The voice was more animal than human, she was sure.
As she started to turn, a part of her was maybe even worried she was so exhausted that she was starting to hallucinate a bit.
But then she found her nerve, turned, and there he was.
34691.
Holden Ryker.
The only picture she'd seen of him—the only one that had been in the file—had been of him in full uniform at eighteen years old. Still a strong-looking guy, but nothing like the man in front of her.
This man was a giant. The kind of big that dwarfed all the men she'd grown up around. And not one of them could be called anything less than huge. But this man was a behemoth. They'd likely used him to model the Hulk after.
He was easily six and a half feet, nearly as wide as he was tall with tree limbs for thighs and linebacker shoulders. His head was shaved. His tanned skin deeply scarred up and down his arms and across the backs of his hands. If she wasn't mistaken, there was a nasty one across the front of his throat. But maybe that was just a trick of the light.
This was a man a full-grown grizzly bear would shy away from. A moose would shy away from. A Chihuahua would shy away from. And everyone knew the latter thought they were the most fearsome creatures on the planet Earth.

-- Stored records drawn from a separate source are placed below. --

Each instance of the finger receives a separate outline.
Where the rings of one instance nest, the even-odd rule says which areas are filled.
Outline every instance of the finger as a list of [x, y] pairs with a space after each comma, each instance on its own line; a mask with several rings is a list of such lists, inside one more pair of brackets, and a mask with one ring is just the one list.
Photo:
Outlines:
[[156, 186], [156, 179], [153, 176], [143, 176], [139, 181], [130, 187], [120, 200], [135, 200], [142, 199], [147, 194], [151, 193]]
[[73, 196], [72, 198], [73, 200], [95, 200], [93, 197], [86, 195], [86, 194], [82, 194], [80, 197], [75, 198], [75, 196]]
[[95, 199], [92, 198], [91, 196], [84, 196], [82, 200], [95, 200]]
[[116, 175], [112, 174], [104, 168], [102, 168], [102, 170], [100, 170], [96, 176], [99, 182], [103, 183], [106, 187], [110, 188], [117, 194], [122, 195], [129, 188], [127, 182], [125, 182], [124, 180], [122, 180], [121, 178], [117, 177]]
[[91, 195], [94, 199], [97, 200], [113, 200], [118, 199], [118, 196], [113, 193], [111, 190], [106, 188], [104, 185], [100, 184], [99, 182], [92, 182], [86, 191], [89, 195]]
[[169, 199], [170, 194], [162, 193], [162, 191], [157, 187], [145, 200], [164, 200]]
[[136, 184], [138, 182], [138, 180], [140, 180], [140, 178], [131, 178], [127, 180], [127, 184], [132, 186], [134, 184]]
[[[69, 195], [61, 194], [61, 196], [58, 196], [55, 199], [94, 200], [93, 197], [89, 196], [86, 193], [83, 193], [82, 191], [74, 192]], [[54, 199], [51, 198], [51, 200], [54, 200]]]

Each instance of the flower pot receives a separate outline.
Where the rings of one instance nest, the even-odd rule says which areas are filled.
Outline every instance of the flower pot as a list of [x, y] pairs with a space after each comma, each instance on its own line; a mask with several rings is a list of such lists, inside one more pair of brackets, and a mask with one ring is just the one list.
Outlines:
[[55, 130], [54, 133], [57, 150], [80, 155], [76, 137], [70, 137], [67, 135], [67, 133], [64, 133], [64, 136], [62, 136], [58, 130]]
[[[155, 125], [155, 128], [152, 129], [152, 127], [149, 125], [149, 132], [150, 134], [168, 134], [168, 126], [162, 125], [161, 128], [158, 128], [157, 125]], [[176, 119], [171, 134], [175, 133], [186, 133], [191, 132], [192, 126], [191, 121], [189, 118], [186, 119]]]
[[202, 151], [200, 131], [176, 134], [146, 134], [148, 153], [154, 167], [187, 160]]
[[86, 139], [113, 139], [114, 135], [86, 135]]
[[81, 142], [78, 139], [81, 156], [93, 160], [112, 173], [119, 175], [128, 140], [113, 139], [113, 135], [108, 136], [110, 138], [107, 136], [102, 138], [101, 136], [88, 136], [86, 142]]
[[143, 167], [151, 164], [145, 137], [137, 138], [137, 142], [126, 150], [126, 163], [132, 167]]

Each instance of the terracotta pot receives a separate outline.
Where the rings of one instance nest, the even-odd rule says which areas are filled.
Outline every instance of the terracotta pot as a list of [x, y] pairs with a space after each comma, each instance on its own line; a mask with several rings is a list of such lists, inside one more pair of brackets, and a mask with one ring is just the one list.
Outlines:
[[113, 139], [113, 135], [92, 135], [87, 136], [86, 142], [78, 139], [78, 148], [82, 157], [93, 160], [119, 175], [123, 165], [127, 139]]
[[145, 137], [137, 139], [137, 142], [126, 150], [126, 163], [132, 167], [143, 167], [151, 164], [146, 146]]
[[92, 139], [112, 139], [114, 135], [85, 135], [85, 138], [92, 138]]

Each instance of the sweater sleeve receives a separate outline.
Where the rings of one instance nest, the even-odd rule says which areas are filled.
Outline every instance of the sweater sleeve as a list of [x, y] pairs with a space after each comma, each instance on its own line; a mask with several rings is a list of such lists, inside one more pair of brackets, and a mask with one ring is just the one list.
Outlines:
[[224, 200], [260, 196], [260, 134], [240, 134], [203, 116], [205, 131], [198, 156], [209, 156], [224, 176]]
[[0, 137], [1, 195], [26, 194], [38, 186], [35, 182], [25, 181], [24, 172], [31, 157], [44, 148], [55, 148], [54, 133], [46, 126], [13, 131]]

"H... Hi," she said, choking a bit on her own spit to get the word out as he stood there, towering over her, everything about him seeming just barely able to contain some otherworldly rage.
"You're lost," he declared, cutting off anything she had maybe been about to say. You know, if she could find a way to make her mouth and brain and vocal cords work in unison with those deep eyes of his staring her down much like prey.
"I'm not," she insisted, finding her voice, even if it did sound croaking and awkward even to her own ears.